Ask HN: Is anyone building a question answering system using the HN corpus?

23 points by rahimnathwani 2 years ago

Today, if someone wants to know what the HN community knows/thinks about a topic, they can either:

A) Search past HN comments on hn.algolia.com, or

B) Post a new 'Ask HN'.

LLMs could provide a new way to find answers within a corpus. These have been described elsewhere, e.g.
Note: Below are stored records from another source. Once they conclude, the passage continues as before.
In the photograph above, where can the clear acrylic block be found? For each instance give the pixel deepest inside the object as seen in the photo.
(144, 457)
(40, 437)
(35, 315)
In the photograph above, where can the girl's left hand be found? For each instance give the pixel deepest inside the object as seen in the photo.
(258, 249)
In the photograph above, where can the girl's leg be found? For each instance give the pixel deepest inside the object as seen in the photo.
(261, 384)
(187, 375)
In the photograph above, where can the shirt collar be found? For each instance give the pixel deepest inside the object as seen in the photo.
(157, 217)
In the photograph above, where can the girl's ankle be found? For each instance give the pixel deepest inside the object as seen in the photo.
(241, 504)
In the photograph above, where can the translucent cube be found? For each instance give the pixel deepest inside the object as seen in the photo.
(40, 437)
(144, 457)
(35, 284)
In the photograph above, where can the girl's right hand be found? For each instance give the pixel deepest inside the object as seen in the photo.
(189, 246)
- https://github.com/openai/openai-cookbook/blob/main/examples...

- https://news.ycombinator.com/item?id=34477543

I keep expecting someone (maybe minimaxir or simonw?) to post a 'Show HN: Get your question answered by the collective wisdom of HN', but I no one has so far (unless I missed the submission?).

Is someone already working on this?

flemhans 2 years ago

I'd love to do this offline, so I could feed it all my mail. Am I right that it's still going to be a while before we can do that? Or perhaps with a less good model than GPT-3?

rahimnathwani 2 years ago

The things I've seen all use hosted language models. For example https://github.com/jerryjliu/gpt_index depends on LangChain, which wraps APIs from hosted LLMs: https://langchain.readthedocs.io/en/latest/reference/modules...
AFAIK there's no GPT-3-like LLM that's easy to run at home, because the number of parameters is so so large. Your gaming PC's GPU won't have enough RAM to hold the model. For example, gpt-neox-20b needs about 40GB of RAM: https://huggingface.co/EleutherAI/gpt-neox-20b/discussions/1...
- flemhans 2 years ago
  
  I wouldn't mind throwing hardware after the problem, but I haven't yet found a "full" guide on how to set it up, it always ends up being something to run in Google Colab or similar.
  
  ttt3ts 2 years ago
  
  Hmm. I have full size bloom running on a server in my basement. It can be ran naively with about 400GB of ram. Using used hardware you can get that for about $1200. Still, with CPU inference, you're looking at about 5 mins per response.
  With optimization, I have it down to 140GB of ram. Trying to get it under 120GB without loosing too much accuracy so it can be ran on standard desktop consumer hardware (who's limits are usually 128GB).
  Given the lack of resources I have found I figured the general intrest was low? Maybe I will open source it and do a write up.
  
  flemhans 2 years ago
  
  I think that would be an incredibly interesting write-up. There are many applications where a 5-min response time would be more than adequate. It could slowly churn through the inbox, while I'm not looking. Or parse customer emails and suggest replies for a rep to potentially use.

olivierduval 2 years ago

Mmmm... and what about copyright ? I mean: may I dump all of HN and then consider it a book to be sold for my own profit ? And if I can't do it... what is the difference between this idea and using HN to train an LLM ? And what if I don't want my comments be parts of this LLM ? Or what about the "trash" accounts that don't want to be identified ?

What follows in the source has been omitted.